La Belle Province tout entière a été frappée la semaine dernière par une crise d'hystérie collective avec cette histoire de «fouille à nu» survenue dans une école secondaire de Québec.

De façon unanime ou presque, tous les blogueurs, chroniqueurs et vomisseurs d'opinions ont poussé les hauts cris sur cet incident sans avoir les détails sur la situation dont ils parlaient ni les qualifications légales pour la commenter: de la banalisation de la vente de pot en milieu scolaire.

Plusieurs des commentaires jugeaient ce produit plutôt bénin et prenaient avec un grain de sel le fait que la jeune élève en propose à un autre par le biais d'un texto envoyé pendant un cours.

La vente de drogue en milieu scolaire n'est pas un banal délit puisqu'on parle de fournir des stupéfiants à des élèves généralement d'âge mineur. La population québécoise aurait raison de s'insurger si l'école ne veillait pas à contrer ce trafic et laissait des trafiquants oeuvrer en toute impunité. De même, un parent dont l'enfant vend de la drogue ou est soupçonné de le faire devrait logiquement être interpelé par une telle situation.

Une des raisons qui explique tout ce dérapage est bien sûr les termes employés pour décrire cette fouille. L'expression «à nu» évoque immédiatement une intervention où les parties intimes d'un individu sont inspectées. La série Unité 9 a d'ailleurs fortement alimenté les représentations que plusieurs ont eues de cet évènement. Certains commentateurs ont même déraillé en parlant d'agression sexuelle, de pédophilie, et j'en passe.

Occulter le vrai débat

Dans les faits, ici, il ne s'agissait pas véritablement d'une fouille à nu ni d'une fouille corporelle. On a demandé à l'élève de se dévêtir - sans jamais qu'elle puisse être vue nue - pour inspecter ses vêtements. (On peut se questionner sur l'efficacité d'une telle intervention puisque la jeune femme aurait très bien pu cacher des substances illicites dans des voies naturelles.)

Divers intervenants ont discouru longuement quant à la légalité de cette fouille en confondant lois et principaux moraux. Le personnel des écoles du Québec dispose pourtant de pouvoirs légaux importants qui lui sont accordés, entre autres, en vertu d'un principe qu'on appelle la délégation parentale. Dans certains cas, ces pouvoirs permettent des actions que même un policier ne pourrait exercer, par exemple la fouille du casier d'un élève, qui peut être effectuée sans mandat par un membre du personnel d'une école.

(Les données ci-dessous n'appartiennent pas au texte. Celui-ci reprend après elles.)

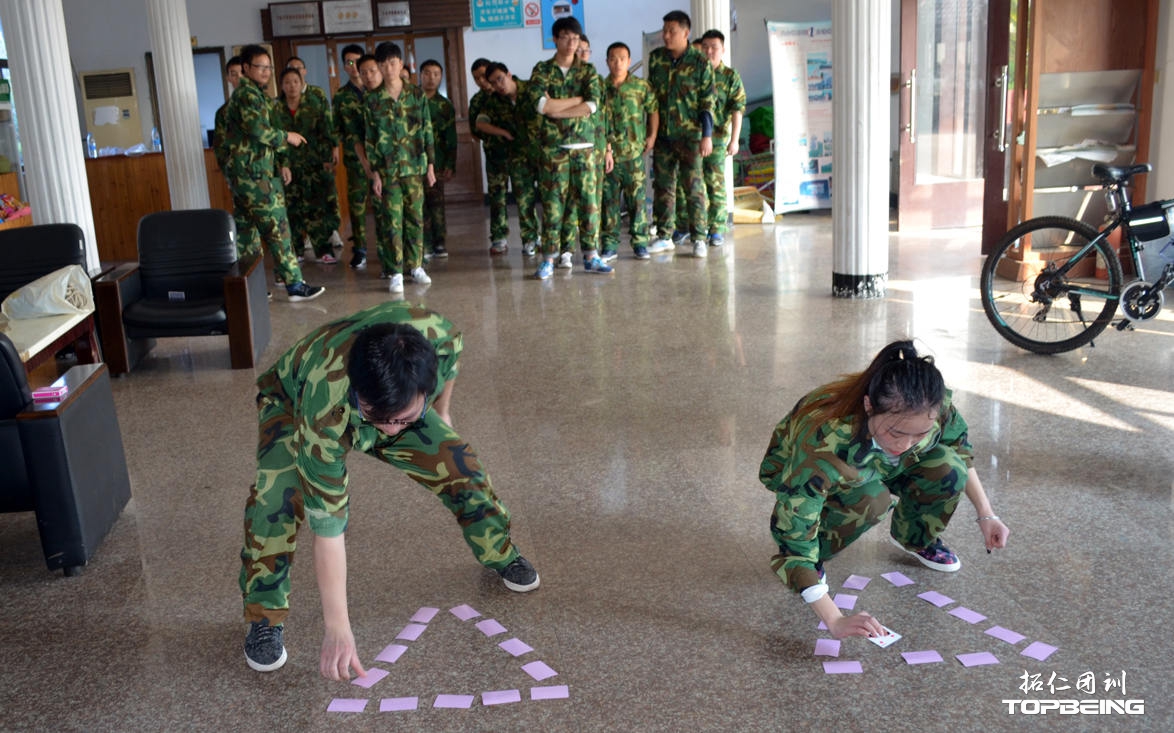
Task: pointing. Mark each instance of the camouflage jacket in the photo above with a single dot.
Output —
(255, 141)
(350, 120)
(444, 132)
(729, 96)
(685, 92)
(581, 80)
(311, 380)
(810, 462)
(628, 107)
(314, 122)
(399, 133)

Moralement, est-il raisonnable qu'un parent, dont l'enfant est soupçonné de trafic de drogue, fouille sa chambre et ses vêtements? Je crois que oui.

Peut-il en être de même pour une école? Chose certaine, les beaux discours, les retenues, les copies, les suspensions à l'interne ou à l'externe sont d'une très faible efficacité envers ceux qui ont décidé de se livrer au commerce de substances illicites.

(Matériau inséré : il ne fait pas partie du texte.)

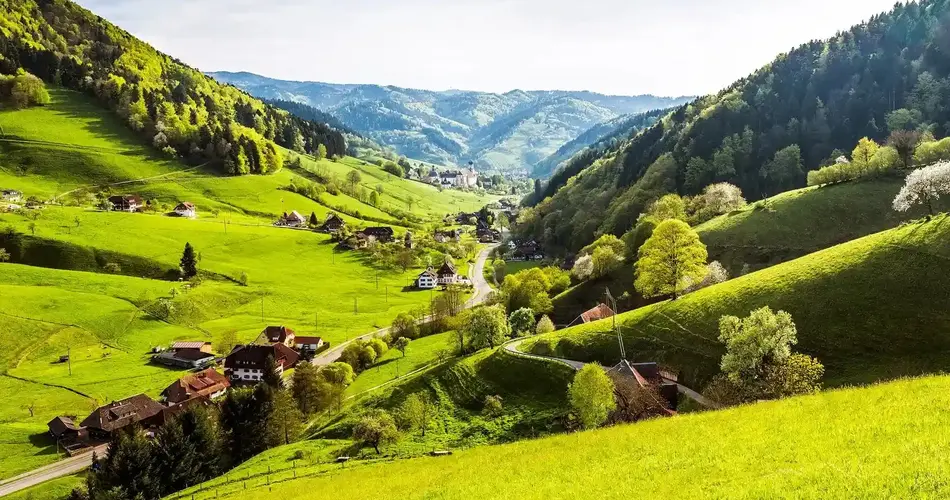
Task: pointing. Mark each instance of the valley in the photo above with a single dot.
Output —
(223, 285)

Ce type de fouille est d'ailleurs effectué dans certains centres jeunesse au Québec, sans jamais avoir soulevé quelque controverse que ce soit. Il faut croire que le sort des enfants qui y sont confinés n'émeut guère les bien-pensants de notre société...

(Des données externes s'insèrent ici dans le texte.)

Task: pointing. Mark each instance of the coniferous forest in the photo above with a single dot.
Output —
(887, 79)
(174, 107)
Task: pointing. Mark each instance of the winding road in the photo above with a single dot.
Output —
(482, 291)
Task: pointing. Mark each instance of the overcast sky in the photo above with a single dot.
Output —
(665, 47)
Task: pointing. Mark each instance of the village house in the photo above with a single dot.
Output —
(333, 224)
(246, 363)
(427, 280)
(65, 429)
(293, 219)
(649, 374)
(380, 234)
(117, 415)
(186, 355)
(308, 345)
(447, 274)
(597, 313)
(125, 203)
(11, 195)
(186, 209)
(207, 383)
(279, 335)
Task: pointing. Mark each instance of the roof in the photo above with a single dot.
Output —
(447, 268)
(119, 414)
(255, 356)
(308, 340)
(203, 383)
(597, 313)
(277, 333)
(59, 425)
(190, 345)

De façon plus générale, tout cet incident devrait ramener à l'avant-plan une question fondamentale: alors qu'on parle sans cesse de décrochage et de réussite scolaire, comment l'école québécoise peut-elle s'y prendre pour contrer le trafic de drogue et quels moyens légaux et financiers est-on prêts à lui donner pour y parvenir? C'est là-dessus que j'aurais aimé entendre nos autorités politiques.

Enfin, il est éminemment regrettable que l'école concernée par tout ce débat soit prise dans une situation intenable puisqu'elle ne peut commenter ce dossier pour des raisons de protection des renseignements personnels, laissant ainsi le champ libre à tous ceux qui la dénigrent et la calomnient.